Beaujolais Guide BY RAY ISLE / Food & Wine

le 2 août, 2013 Presse Pas de commentaires

The best Beaujolais comes from independent traditionalist producers in the top crus—the third wave of a movement begun by Jules Chauvet some 40 years ago. These wines are incredibly underpriced for the quality they offer, but they are produced in tiny quantities, so they can be hard to find (try or

The Prophet

Jules Chauvet
The father of the French natural-wine movement. Chauvet took a stand against the trend toward mass-produced, industrial Beaujolais.

The Acolytes

Jean Foillard
Like the others, Foillard uses little to no sulfur in his wines.

Marcel Lapierre
The late Lapierre set the standard for great Morgon.

Guy Breton
Breton makes wines in Régnié, the newest cru, as well as in Morgon.

Jean-Paul Thévenet
Thévenet farms his vineyards biodynamically.


The Flock

Julien Sunier
After spending his twenties surfing and working harvests in California and New Zealand, Sunier founded his own domaine in 2008. His juicily intense wines have quickly acquired a cult following. Wine: 2011 Julien Sunier Fleurie ($25)

Dominique Piron
Piron produces a broad range of wines, from basic Beaujolais Villages to cru bottlings from Morgon, Chénas and Moulin-à-Vent. Wine: 2010 Domaine Piron-Lameloise Quartz Chénas ($20)
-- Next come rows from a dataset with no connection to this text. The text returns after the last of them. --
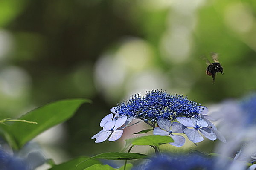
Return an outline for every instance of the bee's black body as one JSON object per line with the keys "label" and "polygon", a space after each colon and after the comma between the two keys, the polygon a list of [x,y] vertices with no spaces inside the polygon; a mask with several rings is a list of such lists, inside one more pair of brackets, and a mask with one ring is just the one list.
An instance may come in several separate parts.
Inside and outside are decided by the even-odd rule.
{"label": "bee's black body", "polygon": [[218,62],[212,63],[208,65],[206,70],[206,74],[212,77],[212,81],[214,82],[216,74],[220,72],[223,74],[223,68]]}

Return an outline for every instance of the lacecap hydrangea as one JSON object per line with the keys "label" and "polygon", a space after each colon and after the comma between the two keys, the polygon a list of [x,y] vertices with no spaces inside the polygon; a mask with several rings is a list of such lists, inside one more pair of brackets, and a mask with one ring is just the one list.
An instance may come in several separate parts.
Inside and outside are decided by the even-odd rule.
{"label": "lacecap hydrangea", "polygon": [[[218,138],[222,141],[225,141],[207,119],[207,107],[183,95],[171,95],[163,90],[148,91],[144,96],[140,94],[132,95],[126,102],[111,108],[111,111],[112,113],[105,116],[100,123],[103,129],[91,138],[96,138],[96,143],[108,139],[111,141],[117,140],[125,128],[141,121],[152,127],[154,135],[172,137],[175,141],[170,144],[175,146],[184,145],[185,138],[173,133],[185,133],[194,143],[203,140],[199,132],[210,140]],[[140,121],[129,125],[135,118]],[[192,129],[188,128],[189,127]]]}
Louis-Benoît & Claude-Emmanuelle Desvignes
This brother and sister make fragrant, impeccably balanced organic wines from vineyards that are 70 years old on average. Wine: 2011 Louis Claude Desvignes Javernières Morgon ($30)

Daniel Bouland
From his base in Morgon, Bouland creates wines from several different crus, all of them extremely good. This one, from a plot of vines planted in 1926, has the backbone to age for at least a decade. Wine: 2011 Daniel Bouland Delys Morgon ($26)

Charly Thévenet
The son of Morgon’s Jean-Paul Thévenet, Charly Thévenet makes this earthy red in the neighboring cru of Régnié. Wine: 2010 Charly Thévenet Grain & Granit Régnié ($32)
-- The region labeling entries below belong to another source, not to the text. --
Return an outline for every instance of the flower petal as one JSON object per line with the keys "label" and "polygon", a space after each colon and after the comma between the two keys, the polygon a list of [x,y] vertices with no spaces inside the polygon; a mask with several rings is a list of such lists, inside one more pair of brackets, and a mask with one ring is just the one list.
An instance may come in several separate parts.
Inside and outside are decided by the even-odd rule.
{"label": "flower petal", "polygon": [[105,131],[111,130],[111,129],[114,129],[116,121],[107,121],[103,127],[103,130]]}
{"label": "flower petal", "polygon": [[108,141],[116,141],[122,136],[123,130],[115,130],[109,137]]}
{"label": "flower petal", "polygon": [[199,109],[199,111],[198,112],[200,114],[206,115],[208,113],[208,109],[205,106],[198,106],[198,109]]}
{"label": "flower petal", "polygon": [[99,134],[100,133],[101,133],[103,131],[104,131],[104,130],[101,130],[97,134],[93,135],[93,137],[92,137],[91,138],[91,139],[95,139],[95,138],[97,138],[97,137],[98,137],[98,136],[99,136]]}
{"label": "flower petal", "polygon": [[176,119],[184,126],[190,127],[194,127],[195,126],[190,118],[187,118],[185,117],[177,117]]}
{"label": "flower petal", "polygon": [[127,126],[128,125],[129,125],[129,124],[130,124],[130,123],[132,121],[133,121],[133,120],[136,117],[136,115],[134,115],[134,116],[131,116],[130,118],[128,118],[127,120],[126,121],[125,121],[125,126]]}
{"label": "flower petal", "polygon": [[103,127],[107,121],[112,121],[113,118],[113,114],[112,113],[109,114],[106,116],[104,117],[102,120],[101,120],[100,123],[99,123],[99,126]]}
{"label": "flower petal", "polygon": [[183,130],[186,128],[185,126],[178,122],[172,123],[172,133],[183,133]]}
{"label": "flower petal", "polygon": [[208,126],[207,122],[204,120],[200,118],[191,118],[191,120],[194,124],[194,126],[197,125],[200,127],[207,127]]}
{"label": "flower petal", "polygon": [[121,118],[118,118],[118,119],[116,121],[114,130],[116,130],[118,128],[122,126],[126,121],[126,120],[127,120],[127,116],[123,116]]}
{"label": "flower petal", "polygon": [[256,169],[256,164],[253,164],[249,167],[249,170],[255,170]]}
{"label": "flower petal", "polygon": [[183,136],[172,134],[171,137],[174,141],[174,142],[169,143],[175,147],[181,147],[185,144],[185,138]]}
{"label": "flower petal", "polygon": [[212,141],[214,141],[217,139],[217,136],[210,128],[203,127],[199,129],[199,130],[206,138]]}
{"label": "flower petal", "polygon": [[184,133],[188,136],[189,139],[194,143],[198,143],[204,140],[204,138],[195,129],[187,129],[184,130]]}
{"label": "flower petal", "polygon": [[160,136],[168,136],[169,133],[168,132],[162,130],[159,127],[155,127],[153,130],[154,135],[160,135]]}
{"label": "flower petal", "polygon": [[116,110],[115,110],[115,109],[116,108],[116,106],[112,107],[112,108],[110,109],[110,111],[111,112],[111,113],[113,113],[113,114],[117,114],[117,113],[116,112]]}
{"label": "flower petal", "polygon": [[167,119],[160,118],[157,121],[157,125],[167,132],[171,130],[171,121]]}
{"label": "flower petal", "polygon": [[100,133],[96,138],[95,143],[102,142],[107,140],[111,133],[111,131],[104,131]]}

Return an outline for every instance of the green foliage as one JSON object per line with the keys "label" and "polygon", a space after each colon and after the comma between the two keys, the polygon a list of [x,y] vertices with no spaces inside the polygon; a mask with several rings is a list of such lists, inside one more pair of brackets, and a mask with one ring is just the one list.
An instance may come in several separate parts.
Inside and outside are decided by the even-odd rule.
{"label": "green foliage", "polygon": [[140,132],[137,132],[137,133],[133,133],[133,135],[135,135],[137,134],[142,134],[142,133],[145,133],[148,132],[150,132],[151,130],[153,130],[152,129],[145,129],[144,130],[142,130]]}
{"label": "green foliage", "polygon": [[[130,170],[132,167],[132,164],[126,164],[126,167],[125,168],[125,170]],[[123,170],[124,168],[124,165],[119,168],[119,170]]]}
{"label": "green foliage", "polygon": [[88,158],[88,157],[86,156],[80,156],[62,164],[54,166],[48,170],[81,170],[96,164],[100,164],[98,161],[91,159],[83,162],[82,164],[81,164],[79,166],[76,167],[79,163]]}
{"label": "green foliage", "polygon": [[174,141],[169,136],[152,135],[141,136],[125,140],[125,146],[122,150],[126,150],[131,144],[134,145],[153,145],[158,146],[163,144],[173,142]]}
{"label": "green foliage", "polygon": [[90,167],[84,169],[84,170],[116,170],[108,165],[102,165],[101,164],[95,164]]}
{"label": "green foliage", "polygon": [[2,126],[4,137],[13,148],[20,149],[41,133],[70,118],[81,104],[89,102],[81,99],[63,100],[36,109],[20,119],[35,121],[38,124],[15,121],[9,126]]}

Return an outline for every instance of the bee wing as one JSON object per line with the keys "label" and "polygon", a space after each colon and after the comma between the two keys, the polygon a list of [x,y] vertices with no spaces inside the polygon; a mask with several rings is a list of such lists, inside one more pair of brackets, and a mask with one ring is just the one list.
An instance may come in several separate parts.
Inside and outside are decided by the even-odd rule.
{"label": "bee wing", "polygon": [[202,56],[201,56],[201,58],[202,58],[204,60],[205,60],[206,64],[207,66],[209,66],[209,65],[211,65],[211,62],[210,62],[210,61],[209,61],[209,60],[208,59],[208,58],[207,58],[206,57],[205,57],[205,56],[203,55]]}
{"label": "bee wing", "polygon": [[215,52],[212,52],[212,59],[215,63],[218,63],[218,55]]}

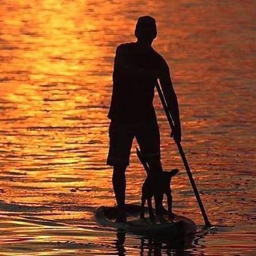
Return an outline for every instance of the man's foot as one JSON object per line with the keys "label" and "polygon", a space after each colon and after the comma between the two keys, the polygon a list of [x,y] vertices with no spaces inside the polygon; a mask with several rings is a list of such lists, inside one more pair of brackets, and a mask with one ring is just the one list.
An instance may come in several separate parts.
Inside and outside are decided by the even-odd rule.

Cyril Alonso & Florian Looze
These two friends, who work as négociants as well as winemakers, offer a range of unsulfured and unmanipulated wines from some of France’s most well-known regions; their Beaujolais bottling is fresh and peppery. Wine: 2011 P-U-R Quartz et Sable Beaujolais Villages ($16)

Cédric Vincent
Vincent’s basic village wine comes from 35- to 90-year-old vines and equals a top cru bottling in complexity and depth. Wine: 2010 Cédric Vincent Beaujolais Vieilles Vignes Rouge ($21)

Damien Coquelet
Coquelet, who is only 26, would have been too young to drink in the US when he made the first of his graceful, fragrant wines back in 2007. Wine: 2010 Damien Coquelet Chiroubles ($23)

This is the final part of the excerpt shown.